Ignoring the image, James types quickly on the tiny keyboard: SEIV.ent.EPILEP? In 10 seconds the powerful 400 megabyte mini-computer provides the following information: No seizure history. No head injury history. No trauma history.
James then types: GENSRCH. Knowing this will take a bit longer, the physician takes a glance at heart rate and temperature data on the boy. Satisfactory. She turns back to her hand-held Gen-Com and whistles at the readout.
"Bad?" Shaddiford asks.
"Uh huh. The kid's got the Chromosome 10 partial epilepsy gene coupled with the glucose intolerance gene GP6 and . . . ." "OK, I get the picture," Shaddiford says. "I'll prep the kid for gene therapy. Shall I wheel him straight upstairs now or wait for the parents?"
"Wait," James says as she reprograms her Gen-Com to run a genetic lipids utilization profile on the DNA card from an apparent heart attack victim lying beside young McIsaac.
*
In the early days of 1996, things are progressing extremely well in the global effort to sequence the entire human genetic code. The Human Genome Project, executed by the U.S. National Institutes of Health and the Department of Energy, is way ahead of schedule. So are its counterparts in Europe and Japan.
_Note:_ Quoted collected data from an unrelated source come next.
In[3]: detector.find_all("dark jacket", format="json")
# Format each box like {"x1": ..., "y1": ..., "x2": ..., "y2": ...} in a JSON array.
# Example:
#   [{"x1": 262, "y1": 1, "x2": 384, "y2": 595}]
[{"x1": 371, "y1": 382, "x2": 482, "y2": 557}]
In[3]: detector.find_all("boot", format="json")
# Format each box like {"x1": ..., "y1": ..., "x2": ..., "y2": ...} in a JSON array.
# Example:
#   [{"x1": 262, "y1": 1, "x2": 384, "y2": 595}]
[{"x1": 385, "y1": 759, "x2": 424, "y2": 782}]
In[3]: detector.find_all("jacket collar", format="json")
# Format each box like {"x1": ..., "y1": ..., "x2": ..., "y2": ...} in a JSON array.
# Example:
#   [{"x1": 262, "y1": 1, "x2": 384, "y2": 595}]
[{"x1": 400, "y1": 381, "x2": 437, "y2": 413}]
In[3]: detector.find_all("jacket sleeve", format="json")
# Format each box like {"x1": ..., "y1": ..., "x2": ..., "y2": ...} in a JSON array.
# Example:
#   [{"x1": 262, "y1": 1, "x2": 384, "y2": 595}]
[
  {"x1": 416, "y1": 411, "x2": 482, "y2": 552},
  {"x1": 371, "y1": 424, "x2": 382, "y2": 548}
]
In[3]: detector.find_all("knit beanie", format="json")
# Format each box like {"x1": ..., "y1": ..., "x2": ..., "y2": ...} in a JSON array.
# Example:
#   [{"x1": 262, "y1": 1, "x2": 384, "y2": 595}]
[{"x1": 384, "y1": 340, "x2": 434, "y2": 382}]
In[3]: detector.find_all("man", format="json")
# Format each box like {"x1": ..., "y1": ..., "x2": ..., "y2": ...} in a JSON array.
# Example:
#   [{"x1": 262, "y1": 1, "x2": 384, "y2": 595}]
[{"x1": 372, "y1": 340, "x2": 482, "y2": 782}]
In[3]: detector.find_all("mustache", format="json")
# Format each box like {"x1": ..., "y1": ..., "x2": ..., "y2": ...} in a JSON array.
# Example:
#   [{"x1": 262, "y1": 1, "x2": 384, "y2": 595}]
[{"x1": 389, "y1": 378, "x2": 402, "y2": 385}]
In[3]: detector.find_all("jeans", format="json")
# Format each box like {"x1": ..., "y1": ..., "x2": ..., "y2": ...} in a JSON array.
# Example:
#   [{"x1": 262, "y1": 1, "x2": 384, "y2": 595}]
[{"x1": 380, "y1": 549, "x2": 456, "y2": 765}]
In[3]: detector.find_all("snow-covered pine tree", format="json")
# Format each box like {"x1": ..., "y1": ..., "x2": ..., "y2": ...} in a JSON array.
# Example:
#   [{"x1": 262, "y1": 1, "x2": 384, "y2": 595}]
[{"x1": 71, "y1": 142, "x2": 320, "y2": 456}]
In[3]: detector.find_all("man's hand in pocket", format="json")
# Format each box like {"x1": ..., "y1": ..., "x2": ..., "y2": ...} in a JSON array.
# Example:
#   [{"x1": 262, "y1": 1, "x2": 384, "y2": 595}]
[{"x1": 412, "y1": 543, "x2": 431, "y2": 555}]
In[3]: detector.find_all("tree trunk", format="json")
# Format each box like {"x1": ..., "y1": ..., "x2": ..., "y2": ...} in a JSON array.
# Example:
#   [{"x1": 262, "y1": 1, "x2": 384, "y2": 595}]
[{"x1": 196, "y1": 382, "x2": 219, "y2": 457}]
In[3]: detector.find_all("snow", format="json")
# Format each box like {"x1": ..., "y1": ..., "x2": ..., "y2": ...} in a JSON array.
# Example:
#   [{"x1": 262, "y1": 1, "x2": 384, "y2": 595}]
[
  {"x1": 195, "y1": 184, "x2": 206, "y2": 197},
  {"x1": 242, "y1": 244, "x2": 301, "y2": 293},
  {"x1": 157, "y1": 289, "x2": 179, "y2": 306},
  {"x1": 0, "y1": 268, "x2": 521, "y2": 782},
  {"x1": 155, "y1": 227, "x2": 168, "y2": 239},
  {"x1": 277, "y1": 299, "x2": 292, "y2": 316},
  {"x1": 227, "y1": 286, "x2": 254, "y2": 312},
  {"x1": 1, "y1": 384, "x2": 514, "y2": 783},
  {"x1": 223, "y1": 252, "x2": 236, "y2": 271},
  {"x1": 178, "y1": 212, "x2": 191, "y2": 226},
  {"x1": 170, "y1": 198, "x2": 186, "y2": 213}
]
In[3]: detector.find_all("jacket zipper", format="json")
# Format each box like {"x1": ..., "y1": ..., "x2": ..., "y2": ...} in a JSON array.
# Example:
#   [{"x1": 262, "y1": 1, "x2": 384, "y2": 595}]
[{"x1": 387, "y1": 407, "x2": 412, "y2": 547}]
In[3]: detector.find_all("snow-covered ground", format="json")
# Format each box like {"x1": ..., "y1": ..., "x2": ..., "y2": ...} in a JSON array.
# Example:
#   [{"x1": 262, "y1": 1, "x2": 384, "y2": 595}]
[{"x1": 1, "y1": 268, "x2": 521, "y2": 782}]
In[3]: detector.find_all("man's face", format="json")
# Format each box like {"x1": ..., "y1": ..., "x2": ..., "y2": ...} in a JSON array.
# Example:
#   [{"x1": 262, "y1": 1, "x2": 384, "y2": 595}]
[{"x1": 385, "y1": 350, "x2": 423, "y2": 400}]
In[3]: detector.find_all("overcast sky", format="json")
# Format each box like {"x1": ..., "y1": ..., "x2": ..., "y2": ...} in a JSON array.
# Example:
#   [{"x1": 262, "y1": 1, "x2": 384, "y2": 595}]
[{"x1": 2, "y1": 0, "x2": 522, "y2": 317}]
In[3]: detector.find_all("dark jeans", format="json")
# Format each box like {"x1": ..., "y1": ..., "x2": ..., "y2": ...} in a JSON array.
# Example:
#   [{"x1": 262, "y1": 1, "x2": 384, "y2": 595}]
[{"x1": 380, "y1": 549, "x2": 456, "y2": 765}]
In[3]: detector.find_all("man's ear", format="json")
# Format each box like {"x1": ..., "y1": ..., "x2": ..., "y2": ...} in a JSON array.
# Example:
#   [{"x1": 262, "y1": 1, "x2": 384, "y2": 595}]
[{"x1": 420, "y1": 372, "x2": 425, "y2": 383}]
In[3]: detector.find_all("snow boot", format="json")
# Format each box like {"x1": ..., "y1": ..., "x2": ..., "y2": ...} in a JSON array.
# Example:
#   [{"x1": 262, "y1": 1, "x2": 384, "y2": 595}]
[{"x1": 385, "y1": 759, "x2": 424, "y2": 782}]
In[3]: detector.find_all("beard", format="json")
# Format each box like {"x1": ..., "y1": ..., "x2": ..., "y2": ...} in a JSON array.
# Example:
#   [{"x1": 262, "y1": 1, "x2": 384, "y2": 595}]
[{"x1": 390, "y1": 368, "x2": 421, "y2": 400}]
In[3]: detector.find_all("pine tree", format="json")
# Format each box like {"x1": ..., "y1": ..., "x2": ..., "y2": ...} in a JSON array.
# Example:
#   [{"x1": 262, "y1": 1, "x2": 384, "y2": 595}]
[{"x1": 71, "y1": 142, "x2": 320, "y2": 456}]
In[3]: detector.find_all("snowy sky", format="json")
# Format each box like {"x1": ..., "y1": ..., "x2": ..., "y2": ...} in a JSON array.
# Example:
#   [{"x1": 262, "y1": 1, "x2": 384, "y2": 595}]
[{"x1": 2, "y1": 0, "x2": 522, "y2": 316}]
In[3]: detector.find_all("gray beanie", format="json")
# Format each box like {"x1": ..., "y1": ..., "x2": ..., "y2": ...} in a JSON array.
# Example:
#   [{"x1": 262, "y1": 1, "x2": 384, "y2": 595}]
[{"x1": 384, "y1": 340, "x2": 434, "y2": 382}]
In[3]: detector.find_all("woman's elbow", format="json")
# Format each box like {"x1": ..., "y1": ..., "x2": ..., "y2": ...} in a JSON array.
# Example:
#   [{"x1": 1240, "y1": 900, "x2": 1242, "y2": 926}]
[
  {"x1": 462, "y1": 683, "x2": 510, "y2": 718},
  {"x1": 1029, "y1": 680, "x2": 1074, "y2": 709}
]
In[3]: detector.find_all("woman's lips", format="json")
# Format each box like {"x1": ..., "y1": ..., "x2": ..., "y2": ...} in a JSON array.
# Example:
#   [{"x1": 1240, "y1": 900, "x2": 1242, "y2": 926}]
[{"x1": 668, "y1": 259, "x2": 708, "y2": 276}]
There are 3 billion bits of information, called nucleotides, that make up a human being's genetic database. By the end of 1995, scientists had very roughly mapped the locations and identities of all of those nucleotides. Most of the nucleotides are long, repetitive sequences that seem to serve structural or regulatory purposes of some kind, maintaining the shape and maintenance of the DNA. But about 100,000 stretches of the DNA are special: they are genes that determine everything from your hair color (undyed, of course) to whether or not your child will attain suitable stature and musculature to one day play in the NBA.